Marqué par le bâtin, lecture particulière du Coran qui cherche « le secret des choses », l’ismaélisme a évolué vers une compréhension à la fois plus personnelle et plus communautaire de l’islam. La lutte contre le pouvoir abbasside et le haut sentiment de loyauté envers l’imam qu’est l’Aga Khan ont mené la communauté à travers une multitude d’exodes et de dynasties.
L’origine de l’ismaélisme nizârite
Nous savons que le grand schisme entre sunnites et chiites remonte à la mort du prophète Mohammed en 632. Ses partisans se divisent en deux factions : l’une est dirigée par Abou Bakr, compagnon du prophète, et l’autre par Ali, gendre et fils spirituel du prophète.
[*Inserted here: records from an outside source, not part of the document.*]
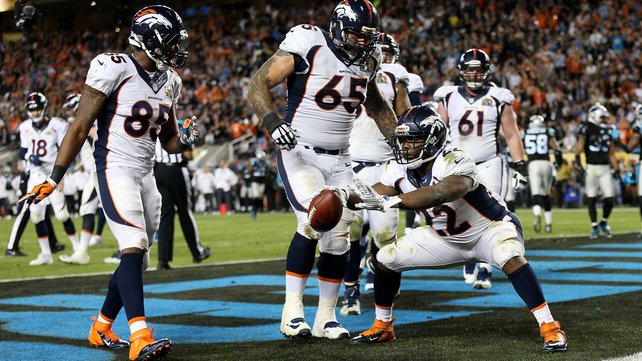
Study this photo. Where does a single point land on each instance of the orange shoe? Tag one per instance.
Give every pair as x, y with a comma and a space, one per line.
381, 331
144, 347
554, 338
101, 335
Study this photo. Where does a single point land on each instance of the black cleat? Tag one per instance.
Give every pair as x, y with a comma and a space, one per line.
14, 253
204, 255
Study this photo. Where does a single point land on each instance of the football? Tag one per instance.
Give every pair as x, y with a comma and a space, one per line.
325, 211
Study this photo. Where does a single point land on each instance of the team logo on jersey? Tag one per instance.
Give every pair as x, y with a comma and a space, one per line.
346, 10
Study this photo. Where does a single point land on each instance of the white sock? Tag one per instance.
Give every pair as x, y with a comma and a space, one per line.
537, 210
542, 314
295, 283
383, 313
44, 245
74, 241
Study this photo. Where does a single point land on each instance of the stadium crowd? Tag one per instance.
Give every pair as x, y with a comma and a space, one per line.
557, 58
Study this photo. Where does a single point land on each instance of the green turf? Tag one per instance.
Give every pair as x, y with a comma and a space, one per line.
238, 237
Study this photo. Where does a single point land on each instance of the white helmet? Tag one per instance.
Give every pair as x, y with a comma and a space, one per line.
597, 114
536, 121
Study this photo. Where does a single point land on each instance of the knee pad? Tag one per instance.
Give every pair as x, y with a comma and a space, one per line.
506, 249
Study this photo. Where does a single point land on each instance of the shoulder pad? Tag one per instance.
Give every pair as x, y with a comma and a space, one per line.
301, 38
399, 71
416, 83
503, 95
443, 91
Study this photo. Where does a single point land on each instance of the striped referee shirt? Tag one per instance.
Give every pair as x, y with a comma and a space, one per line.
165, 158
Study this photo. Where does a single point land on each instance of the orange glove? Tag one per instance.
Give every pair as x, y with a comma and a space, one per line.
39, 192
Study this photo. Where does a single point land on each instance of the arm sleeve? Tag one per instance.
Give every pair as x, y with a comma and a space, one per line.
104, 75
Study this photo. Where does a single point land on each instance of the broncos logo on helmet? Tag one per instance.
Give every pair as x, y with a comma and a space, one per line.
159, 31
358, 17
420, 136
C’est une histoire similaire qui mènera au regroupement des partisans d’Isma’il (Ismaël).
En 765, la mort de Dja‘far al-Sadik, que la majorité des chiites considèrent comme le cinquième successeur de Mohammed, laisse une communauté de croyants dans le doute. Une querelle de succession éclate, opposant ses deux fils, Isma‘il et Musa al-Kasim. Les partisans d’Isma‘il se retrouvent ainsi fondateurs de l’ismaélisme, qui deviendra véritablement actif vers le IXe siècle à travers les courants qarmate et fatimide.
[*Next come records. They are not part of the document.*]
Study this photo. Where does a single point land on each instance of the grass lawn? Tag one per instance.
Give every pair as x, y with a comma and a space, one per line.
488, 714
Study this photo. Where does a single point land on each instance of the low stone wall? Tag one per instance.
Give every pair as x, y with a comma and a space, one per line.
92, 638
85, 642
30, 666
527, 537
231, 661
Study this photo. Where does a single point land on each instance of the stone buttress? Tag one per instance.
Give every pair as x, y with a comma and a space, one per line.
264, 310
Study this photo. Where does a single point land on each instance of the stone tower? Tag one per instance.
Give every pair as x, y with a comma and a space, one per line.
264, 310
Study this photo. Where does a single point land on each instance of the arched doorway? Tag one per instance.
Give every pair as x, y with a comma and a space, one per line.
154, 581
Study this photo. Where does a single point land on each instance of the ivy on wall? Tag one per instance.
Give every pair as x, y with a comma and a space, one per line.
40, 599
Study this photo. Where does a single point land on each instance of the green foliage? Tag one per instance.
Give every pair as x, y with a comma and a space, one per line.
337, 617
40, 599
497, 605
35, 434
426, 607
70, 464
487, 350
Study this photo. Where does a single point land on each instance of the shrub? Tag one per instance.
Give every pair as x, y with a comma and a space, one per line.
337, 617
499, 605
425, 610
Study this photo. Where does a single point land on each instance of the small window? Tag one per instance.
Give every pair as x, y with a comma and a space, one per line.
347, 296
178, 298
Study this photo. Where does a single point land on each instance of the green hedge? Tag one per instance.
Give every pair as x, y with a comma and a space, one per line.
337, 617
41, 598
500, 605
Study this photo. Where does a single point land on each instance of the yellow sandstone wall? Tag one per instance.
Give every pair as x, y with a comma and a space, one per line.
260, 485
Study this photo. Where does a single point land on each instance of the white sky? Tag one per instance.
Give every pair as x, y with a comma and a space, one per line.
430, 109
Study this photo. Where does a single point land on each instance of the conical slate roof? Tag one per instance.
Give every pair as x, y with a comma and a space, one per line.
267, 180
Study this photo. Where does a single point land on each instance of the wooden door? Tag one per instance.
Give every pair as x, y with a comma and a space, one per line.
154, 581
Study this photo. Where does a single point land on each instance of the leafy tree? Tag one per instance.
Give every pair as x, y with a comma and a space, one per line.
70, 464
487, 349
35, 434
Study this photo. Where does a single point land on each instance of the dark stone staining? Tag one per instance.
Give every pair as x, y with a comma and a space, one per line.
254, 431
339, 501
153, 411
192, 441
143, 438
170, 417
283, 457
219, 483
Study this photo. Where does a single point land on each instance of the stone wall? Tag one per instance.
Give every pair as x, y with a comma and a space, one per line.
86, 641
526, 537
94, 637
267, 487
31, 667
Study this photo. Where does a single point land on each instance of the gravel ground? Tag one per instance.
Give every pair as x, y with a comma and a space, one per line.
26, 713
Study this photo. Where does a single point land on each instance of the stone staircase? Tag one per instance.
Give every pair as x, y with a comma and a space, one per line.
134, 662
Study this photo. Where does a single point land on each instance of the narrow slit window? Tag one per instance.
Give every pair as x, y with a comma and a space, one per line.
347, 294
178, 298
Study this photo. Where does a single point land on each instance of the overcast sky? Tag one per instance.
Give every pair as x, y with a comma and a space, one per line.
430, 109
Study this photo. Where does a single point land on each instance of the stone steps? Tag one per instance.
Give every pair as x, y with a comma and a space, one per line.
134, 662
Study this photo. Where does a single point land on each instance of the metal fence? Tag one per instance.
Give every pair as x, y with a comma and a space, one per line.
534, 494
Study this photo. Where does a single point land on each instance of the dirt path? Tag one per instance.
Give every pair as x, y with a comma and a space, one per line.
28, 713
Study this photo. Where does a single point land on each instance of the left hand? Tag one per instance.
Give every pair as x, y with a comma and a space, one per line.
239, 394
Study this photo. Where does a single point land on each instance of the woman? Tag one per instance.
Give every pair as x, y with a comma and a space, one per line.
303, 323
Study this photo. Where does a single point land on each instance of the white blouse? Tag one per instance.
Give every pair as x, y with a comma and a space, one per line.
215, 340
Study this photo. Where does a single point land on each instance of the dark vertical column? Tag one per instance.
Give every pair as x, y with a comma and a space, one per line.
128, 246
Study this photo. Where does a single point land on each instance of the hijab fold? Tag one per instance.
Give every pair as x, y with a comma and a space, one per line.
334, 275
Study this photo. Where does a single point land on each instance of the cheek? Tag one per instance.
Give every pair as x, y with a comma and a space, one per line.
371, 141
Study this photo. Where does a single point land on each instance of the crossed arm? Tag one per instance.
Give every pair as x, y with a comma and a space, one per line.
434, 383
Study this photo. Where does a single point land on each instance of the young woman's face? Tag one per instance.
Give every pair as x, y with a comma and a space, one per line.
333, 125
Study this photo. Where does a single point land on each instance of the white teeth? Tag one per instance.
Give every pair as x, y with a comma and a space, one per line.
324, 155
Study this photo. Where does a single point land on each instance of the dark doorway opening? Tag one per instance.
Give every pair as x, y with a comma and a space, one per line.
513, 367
Cette querelle aide par ailleurs à définir le mouvement chiite dans son ensemble, car elle distingue alors, pour les croyants, trois communautés spécifiques : le chiisme duodécimain, le chiisme ismaélien et le mubârakisme, chacune présentant ses divergences sur l’identité du dernier imam. Les adeptes de l’ismaélisme, par exemple, considèrent que le dernier héritier du prophète Mohammed n’est pas mort, mais qu’il est caché.
À l’aube du 10e siècle, le chiisme connaît, dans l’ensemble, une période d’effervescence intellectuelle marquée par l’essor de l’Empire abbasside, basé à Bagdad. Dirigés par un calife, les Abbassides dominent également le discours religieux qui en proie, lui aussi, à une activité foisonnante. La traduction de la philosophie, des sciences grecques, de la littérature et de la sagesse persane de même que la nouvelle école de théologie rationaliste (le mutazilisme) contribuent à l’essor de la vie culturelle, politique et religieuse de la communauté chiite, mais la pluralité des interprétations et des philosophies accentue les désaccords théologiques et aiguise la question toujours épineuse des successeurs.
Le nizârisme apparaît deux siècles plus tard, en 1094, précisément sur cette question, après la mort du huitième calife. Deux siècles plus tôt, un groupe d’ismaéliens fonde une dynastie en Égypte qui revitalise l’économie régionale. Résultat encore une fois d’une querelle sur la succession de leur imam, les nizârites refusent le candidat choisi et sont condamnés à l’exil. Cela marque le début d’une série de vagues d’émigration qui mèneront la communauté jusqu’au sous-continent indien.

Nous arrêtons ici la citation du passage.